For each ad request, we'll collect real-time user data and convert it into a vector using the same One-Hot Encoder we used for the ads. This ensures the user vector can be directly compared to the ad vectors.

# Function to get a user vector based on their real-time context
def get_user_vector(recent_search, location, time_of_day, persona, one_hot_encoder, feature_names):
    # Combine user data into a DataFrame
    user_data = pd.DataFrame({
        'category': [recent_search],
        'price_range': [persona],
        'target_audience': [location],
        'time_of_day': [time_of_day]
    })
    
    # Use the same encoder to transform user data
    user_vector = one_hot_encoder.transform(user_data)
    return user_vector
 
# Example user profile
user_profile = {
    'recent_search': 'Electronics',
    'location': 'Urban',
    'time_of_day': 'Evening',
    'persona': 'Mid-Range'
}
 
# Use the pre-trained encoder from Step 1
features_to_vectorize = ['category', 'price_range', 'target_audience', 'time_of_day']
ohe = OneHotEncoder(sparse_output=False, handle_unknown='ignore')
ohe.fit(ads_df[features_to_vectorize])
 
# Get the user's vector
user_vector = get_user_vector(
    user_profile['recent_search'],
    user_profile['location'],
    user_profile['time_of_day'],
    user_profile['persona'],
    ohe,
    features_to_vectorize
)
print(f"User's vector:\n{user_vector}")

User's vector: [[0. 1. 0. 0. 0. 0. 0. 1. 0. 0. 1. 0. 1. 0.]]

Find the Most Relevant Ad

With the user's vector ready, we'll query our database for most similar ad vector, then match it with actual Ad:

 
# Connect to the database
conn = sqlite3.connect('vski_ads_vec.db')
conn.enable_load_extension(True)
sqlite_vec.load(conn)
 
cursor = conn.cursor()
 
# Get the recommended ad ID and score using vss_search
# The query finds the vector in ad_vectors most similar to the user_vector
query = user_vector[0]
cursor.execute(f"SELECT rowid, distance FROM ad_vectors WHERE vector MATCH ? and k=3 ORDER BY distance LIMIT 3", [serialize_f32(query)],)
result = cursor.fetchone()
 
recommended_ad_id = result[0]
most_similar_score = result[1]
 
# Retrieve the full details of the most similar ad
cursor.execute("SELECT * FROM ads WHERE ad_id = ?", [recommended_ad_id,])
recommended_ad = cursor.fetchone()
conn.close()
 
print(f"Recommended Ad ID: {recommended_ad[0]}")
print(f"Recommendation Score (Cosine Similarity): {1 - most_similar_score:.4f}") # vss_search returns cosine distance, so 1 - distance = similarity
print(f"Recommended Ad Details:")
print(f"  Title: {recommended_ad[1]}")
print(f"  Category: {recommended_ad[2]}")
print(f"  Price Range: {recommended_ad[3]}")
print(f"  Target Audience: {recommended_ad[4]}")
print(f"  Time of Day: {recommended_ad[5]}")

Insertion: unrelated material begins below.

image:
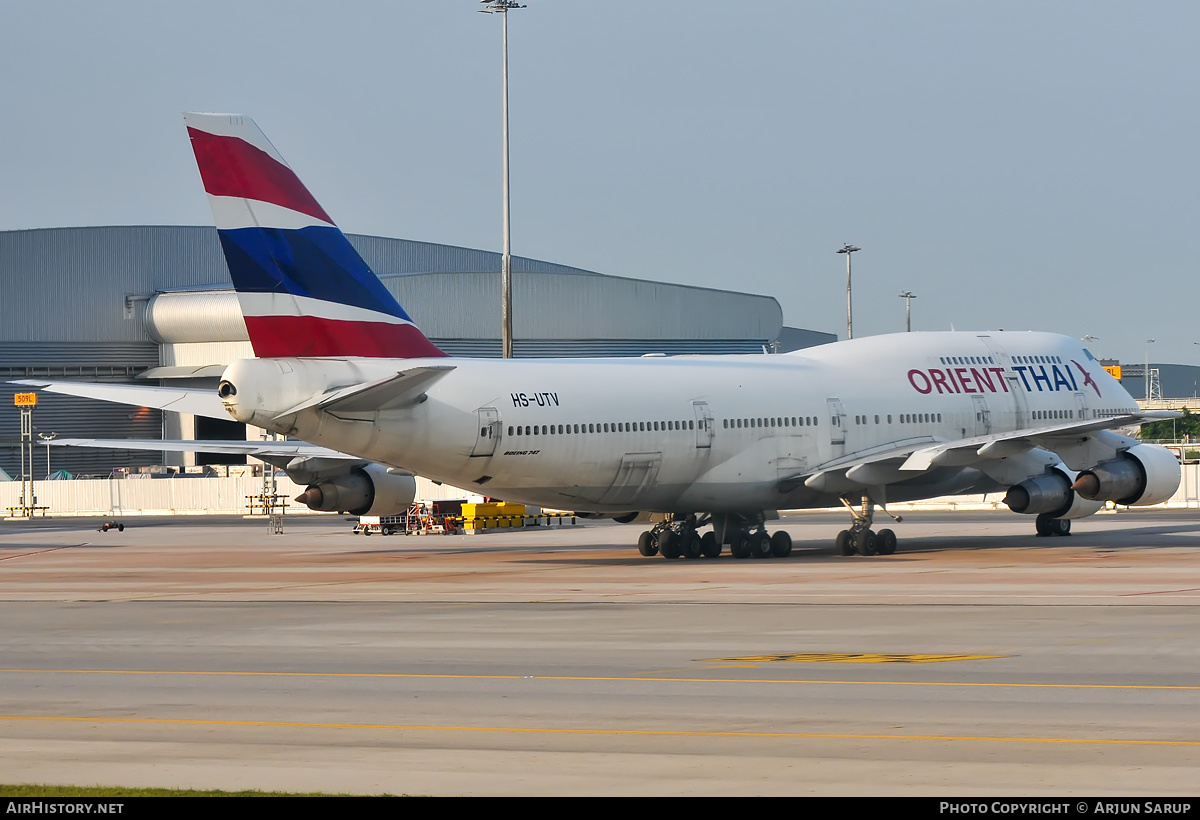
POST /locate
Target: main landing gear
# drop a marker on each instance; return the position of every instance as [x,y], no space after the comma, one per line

Recommended Ad ID: 47 Recommendation Score (Cosine Similarity): 1.0000 Recommended Ad Details: Title: Ad for Product 47 Category: Electronics Price Range: Mid-Range Target Audience: Urban Time of Day: Evening

This example, yet oversimplified, demonstrates a complete, end-to-end personalization system. By converting both ads and user profiles into a common vectorized format, we can use a simple, powerful similarity metric to make highly relevant recommendations. This approach is highly scalable and forms the foundation for many modern recommendation and personalization engines.